A state where an organization has full visibility into its data pipelines. This state enables data teams to improve data quality over time. Data Observability realized overnight, but rather a vision data teams should always strive towards and continuously come closer to.

Data quality

The extent to which an organization’s data can be considered fit for its intended purpose. Data quality can be considered along five dimensions: freshness, volume, schema, (lack of) anomalous values, and distribution. It is always relative to the data’s specific business context.

Data quality incidents

Data which does not fulfill the requirements of Data quality, and is not considered fit for its intended purpose. In the Validio platform, an incident is triggered when a metric value breaches a set threshold.

Datapoint

The actual value of a piece of data. For example, "FGK3". A datapoint can be both scalar ("5") and non-scalar values ("JSON blob").

Dataset

A defined container of records that have the same schema.

Deep Data Observability

Data observability is considered deep if it is comprehensive in terms of six dimensions: Data sources, data formats, data granularity, validator configuration, cadence, and user focus.
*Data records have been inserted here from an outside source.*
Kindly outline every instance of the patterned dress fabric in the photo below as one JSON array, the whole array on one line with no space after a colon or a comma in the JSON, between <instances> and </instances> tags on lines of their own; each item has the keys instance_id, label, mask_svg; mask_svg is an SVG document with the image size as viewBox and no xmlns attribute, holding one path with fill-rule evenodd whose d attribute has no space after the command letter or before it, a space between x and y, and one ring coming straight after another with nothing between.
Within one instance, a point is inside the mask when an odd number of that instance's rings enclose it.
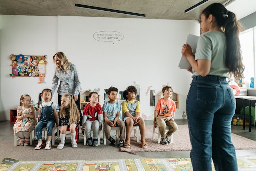
<instances>
[{"instance_id":1,"label":"patterned dress fabric","mask_svg":"<svg viewBox=\"0 0 256 171\"><path fill-rule=\"evenodd\" d=\"M32 115L33 110L34 110L34 109L32 105L28 108L24 108L23 106L20 106L17 107L17 115L21 113L22 114L27 114ZM27 118L26 119L17 119L13 126L14 135L21 131L32 131L34 129L37 123L37 122L35 118L32 119Z\"/></svg>"}]
</instances>

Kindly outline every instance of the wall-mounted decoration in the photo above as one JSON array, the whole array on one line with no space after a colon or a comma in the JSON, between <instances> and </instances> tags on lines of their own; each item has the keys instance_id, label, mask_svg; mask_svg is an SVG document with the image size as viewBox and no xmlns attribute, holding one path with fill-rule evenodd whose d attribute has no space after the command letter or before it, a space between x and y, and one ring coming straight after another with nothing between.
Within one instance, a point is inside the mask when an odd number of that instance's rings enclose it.
<instances>
[{"instance_id":1,"label":"wall-mounted decoration","mask_svg":"<svg viewBox=\"0 0 256 171\"><path fill-rule=\"evenodd\" d=\"M123 39L124 34L117 31L99 31L94 33L93 38L98 41L110 42L114 44L114 42L120 41Z\"/></svg>"},{"instance_id":2,"label":"wall-mounted decoration","mask_svg":"<svg viewBox=\"0 0 256 171\"><path fill-rule=\"evenodd\" d=\"M12 74L14 76L38 76L40 79L39 83L45 83L46 58L46 55L12 54L10 58L12 61L10 65L12 67Z\"/></svg>"}]
</instances>

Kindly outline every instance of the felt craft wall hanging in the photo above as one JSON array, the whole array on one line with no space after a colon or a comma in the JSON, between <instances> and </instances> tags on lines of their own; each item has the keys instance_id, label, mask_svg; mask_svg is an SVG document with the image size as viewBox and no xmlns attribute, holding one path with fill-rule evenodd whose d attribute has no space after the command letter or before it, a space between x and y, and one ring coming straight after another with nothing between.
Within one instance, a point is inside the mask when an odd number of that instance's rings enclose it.
<instances>
[{"instance_id":1,"label":"felt craft wall hanging","mask_svg":"<svg viewBox=\"0 0 256 171\"><path fill-rule=\"evenodd\" d=\"M15 55L10 56L12 60L12 76L38 76L39 84L45 83L44 77L46 73L47 56Z\"/></svg>"}]
</instances>

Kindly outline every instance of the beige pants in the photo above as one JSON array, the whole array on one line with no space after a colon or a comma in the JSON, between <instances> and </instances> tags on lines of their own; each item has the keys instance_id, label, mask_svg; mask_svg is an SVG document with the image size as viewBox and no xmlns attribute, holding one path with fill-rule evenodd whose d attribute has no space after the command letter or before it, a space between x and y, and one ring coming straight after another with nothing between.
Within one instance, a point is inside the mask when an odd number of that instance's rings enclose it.
<instances>
[{"instance_id":1,"label":"beige pants","mask_svg":"<svg viewBox=\"0 0 256 171\"><path fill-rule=\"evenodd\" d=\"M114 120L110 120L110 121L114 123ZM121 119L118 119L116 122L116 127L118 127L120 128L120 135L119 138L120 139L124 139L125 138L125 122ZM107 123L106 122L104 122L104 131L106 135L106 138L109 139L110 138L110 131L111 130L112 127ZM116 136L118 135L116 135Z\"/></svg>"},{"instance_id":2,"label":"beige pants","mask_svg":"<svg viewBox=\"0 0 256 171\"><path fill-rule=\"evenodd\" d=\"M161 137L165 137L166 136L170 137L172 133L178 129L178 125L171 118L166 116L158 116L156 118L156 125L159 128L159 131L161 133ZM166 126L170 127L166 135L165 134Z\"/></svg>"}]
</instances>

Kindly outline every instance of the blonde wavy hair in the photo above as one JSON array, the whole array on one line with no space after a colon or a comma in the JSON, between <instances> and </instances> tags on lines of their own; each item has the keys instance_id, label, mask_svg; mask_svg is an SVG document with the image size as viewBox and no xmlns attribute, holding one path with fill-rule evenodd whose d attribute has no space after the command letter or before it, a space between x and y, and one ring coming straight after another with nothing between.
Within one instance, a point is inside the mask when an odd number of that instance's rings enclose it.
<instances>
[{"instance_id":1,"label":"blonde wavy hair","mask_svg":"<svg viewBox=\"0 0 256 171\"><path fill-rule=\"evenodd\" d=\"M55 56L58 58L58 59L60 61L60 63L63 66L64 70L67 71L67 72L68 72L69 67L69 64L71 63L71 62L68 61L66 55L62 52L59 52L53 55L53 62L56 64L54 60L54 57ZM58 71L59 71L60 68L60 66L56 65L56 68L57 69L57 70Z\"/></svg>"},{"instance_id":2,"label":"blonde wavy hair","mask_svg":"<svg viewBox=\"0 0 256 171\"><path fill-rule=\"evenodd\" d=\"M69 104L69 124L76 123L80 121L80 114L77 106L75 102L72 95L70 94L65 94L61 96L61 99L63 98L68 100L68 102ZM66 113L64 107L62 107L60 111L60 117L65 118L66 116Z\"/></svg>"}]
</instances>

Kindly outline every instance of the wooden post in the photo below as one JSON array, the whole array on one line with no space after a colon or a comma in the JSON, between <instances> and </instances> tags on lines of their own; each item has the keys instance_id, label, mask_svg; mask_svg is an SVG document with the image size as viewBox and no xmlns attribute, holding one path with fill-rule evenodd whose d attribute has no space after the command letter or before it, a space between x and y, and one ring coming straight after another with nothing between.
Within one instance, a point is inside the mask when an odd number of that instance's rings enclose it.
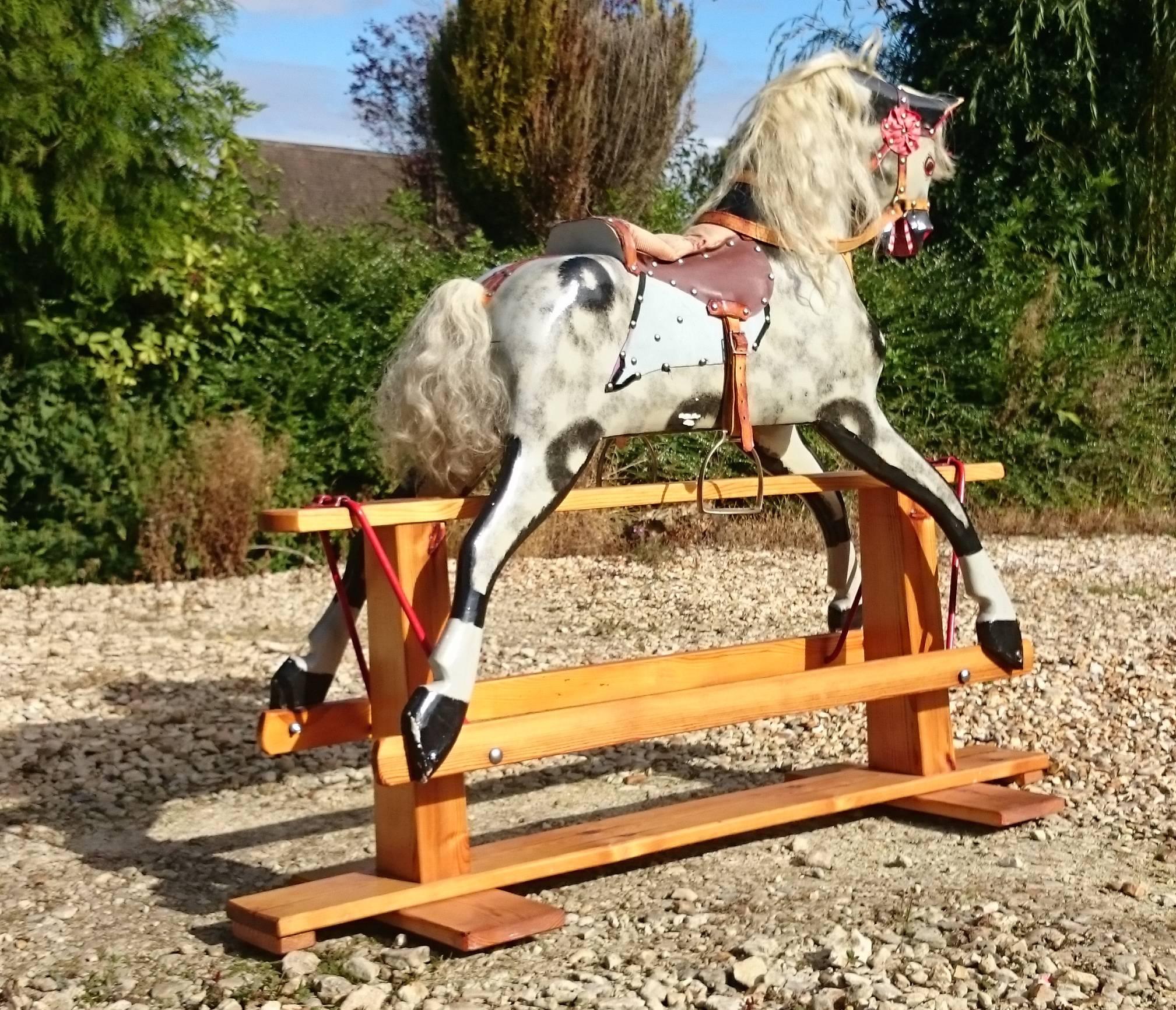
<instances>
[{"instance_id":1,"label":"wooden post","mask_svg":"<svg viewBox=\"0 0 1176 1010\"><path fill-rule=\"evenodd\" d=\"M943 648L935 522L889 489L858 496L863 648L867 660ZM938 775L956 768L946 690L870 702L869 765Z\"/></svg>"},{"instance_id":2,"label":"wooden post","mask_svg":"<svg viewBox=\"0 0 1176 1010\"><path fill-rule=\"evenodd\" d=\"M435 529L432 522L377 529L433 641L449 614L445 547L429 553L430 543L436 543ZM429 680L429 664L370 546L365 549L372 736L379 740L400 733L400 713L413 690ZM425 785L375 787L375 865L381 876L421 883L469 871L463 776L446 775Z\"/></svg>"}]
</instances>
Deep Data Observability Platform

A system designed specifically to help an organization come closer to the state of deep data observability.

Field

A container for datapoints of the same kind. For example, a column in a database or a key in a JSON schema.

File-based

Each file, such as CSV, is its own window. This is mainly useful for data in object storages.

Filter

A rule that determines which raw data should be validated.

Fixed-batch

Group a number of (N) succeeding events into each window. For example, "100 events per window".

Record

A collection of related fields treated as a unit, such as a row in a database table, or events in a stream.

Segmentation

Subset of a dataset, defined by a segmentation-field (dimension). For example, if "gender" is a segmentation-field, then "male" and "female" could be 2 segments.

Shallow Data Observability

Data observability that is not deep. That is, not comprehensive along the six dimensions of data sources, data formats, data granularity, validator configuration, cadence, and user focus.

Sources

Sources or Source connectors are used to integrate your data source with Validio, and read data into the platform. Data read by Validio can then be monitored and validated.

Validator

A component in Validio that validates data, that is, make sure the data behaves as expected. Validators can consist of, for example, filters, aggregations, and rules.

Validio / the platform

Validio or the platform refers to the Validio platform, unless otherwise specified.

Window

Subset of a dataset, defined by a rule to group records. The windows can be based on time, count, or file.